United States v. Harris, No. 20-2234 (7th Cir. 2021)Annotate this Case
An informant gave South Bend police the number to a phone used by drug dealers. Officers conducted controlled buys in which confidential informants or undercover officers called the number and followed instructions to buy heroin. Officers then submitted an affidavit to a state court judge and obtained a "court order," requiring the phone’s service provider to share 30 days of precise, real-time GPS location data for the phone. The investigation led to two men at the top of the drug-trafficking conspiracy, Gibson and Harris. The district court denied their pre-trial motion to suppress evidence obtained through the cellphone tracking. Officers and cooperators testified to the large-scale drug-trafficking scheme that the defendants had overseen. Both were convicted of conspiring to distribute one kilogram or more of heroin. At sentencing, the court found that the defendants had conspired to distribute a total of 10.5 kilograms of heroin.

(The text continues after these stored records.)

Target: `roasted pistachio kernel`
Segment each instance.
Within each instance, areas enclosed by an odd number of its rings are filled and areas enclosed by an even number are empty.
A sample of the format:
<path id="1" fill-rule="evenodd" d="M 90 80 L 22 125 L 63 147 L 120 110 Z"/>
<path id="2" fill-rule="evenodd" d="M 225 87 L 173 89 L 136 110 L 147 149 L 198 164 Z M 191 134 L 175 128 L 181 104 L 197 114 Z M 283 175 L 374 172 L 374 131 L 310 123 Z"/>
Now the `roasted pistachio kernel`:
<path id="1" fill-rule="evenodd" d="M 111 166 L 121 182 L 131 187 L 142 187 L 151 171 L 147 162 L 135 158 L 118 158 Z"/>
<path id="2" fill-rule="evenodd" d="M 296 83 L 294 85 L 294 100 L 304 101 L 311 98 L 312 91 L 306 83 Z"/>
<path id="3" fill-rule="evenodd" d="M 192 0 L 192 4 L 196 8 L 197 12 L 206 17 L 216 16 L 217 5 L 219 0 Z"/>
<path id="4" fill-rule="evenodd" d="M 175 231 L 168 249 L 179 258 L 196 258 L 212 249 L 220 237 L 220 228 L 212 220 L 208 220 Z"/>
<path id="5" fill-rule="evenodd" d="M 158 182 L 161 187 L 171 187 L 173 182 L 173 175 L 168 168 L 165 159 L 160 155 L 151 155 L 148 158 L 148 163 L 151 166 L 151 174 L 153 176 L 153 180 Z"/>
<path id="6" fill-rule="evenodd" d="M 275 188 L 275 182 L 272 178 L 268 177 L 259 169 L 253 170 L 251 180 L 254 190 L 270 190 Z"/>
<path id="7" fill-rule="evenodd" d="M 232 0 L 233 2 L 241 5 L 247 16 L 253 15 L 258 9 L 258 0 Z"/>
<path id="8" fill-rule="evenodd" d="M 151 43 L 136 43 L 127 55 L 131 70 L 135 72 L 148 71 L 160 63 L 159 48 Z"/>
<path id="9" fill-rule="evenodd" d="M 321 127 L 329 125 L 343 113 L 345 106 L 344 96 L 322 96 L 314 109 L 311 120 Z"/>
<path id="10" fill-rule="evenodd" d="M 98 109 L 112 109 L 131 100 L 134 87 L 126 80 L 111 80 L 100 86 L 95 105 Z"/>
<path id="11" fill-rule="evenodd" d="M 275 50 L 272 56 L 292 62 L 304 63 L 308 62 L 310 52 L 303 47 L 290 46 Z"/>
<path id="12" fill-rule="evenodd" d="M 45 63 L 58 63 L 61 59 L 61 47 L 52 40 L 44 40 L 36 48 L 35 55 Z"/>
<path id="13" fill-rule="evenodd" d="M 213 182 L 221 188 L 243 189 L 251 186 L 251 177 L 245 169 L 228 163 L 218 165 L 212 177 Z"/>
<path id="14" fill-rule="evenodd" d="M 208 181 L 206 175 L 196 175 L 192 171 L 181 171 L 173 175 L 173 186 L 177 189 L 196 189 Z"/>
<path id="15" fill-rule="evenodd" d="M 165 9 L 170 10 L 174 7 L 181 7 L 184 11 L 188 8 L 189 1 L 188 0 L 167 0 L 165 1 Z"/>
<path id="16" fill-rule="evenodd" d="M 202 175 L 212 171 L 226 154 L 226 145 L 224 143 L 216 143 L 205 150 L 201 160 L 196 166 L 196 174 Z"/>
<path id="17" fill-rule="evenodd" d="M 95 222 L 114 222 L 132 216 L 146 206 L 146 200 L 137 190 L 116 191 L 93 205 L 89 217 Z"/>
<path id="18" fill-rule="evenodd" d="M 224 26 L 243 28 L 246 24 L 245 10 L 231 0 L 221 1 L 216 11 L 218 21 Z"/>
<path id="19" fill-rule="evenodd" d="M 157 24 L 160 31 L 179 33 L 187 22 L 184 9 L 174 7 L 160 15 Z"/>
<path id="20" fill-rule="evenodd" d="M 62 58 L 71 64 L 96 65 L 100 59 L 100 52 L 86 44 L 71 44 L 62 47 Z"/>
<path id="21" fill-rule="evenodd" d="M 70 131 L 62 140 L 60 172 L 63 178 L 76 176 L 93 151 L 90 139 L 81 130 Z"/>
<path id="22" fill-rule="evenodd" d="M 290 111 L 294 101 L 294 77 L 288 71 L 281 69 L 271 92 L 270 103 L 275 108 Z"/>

The Seventh Circuit affirmed, upholding the denial of the motion to suppress, the drug-quantity calculations, and the court’s limits on cross-examination of the cooperators about the specific sentences they hoped to avoid by testifying for the government. The court orders for the cellphone data satisfied the requirements for a search warrant: the judge who issued the orders was neutral and found probable cause to believe that the cellphone tracking would lead to the apprehension of drug traffickers and the orders particularly described the object of the search.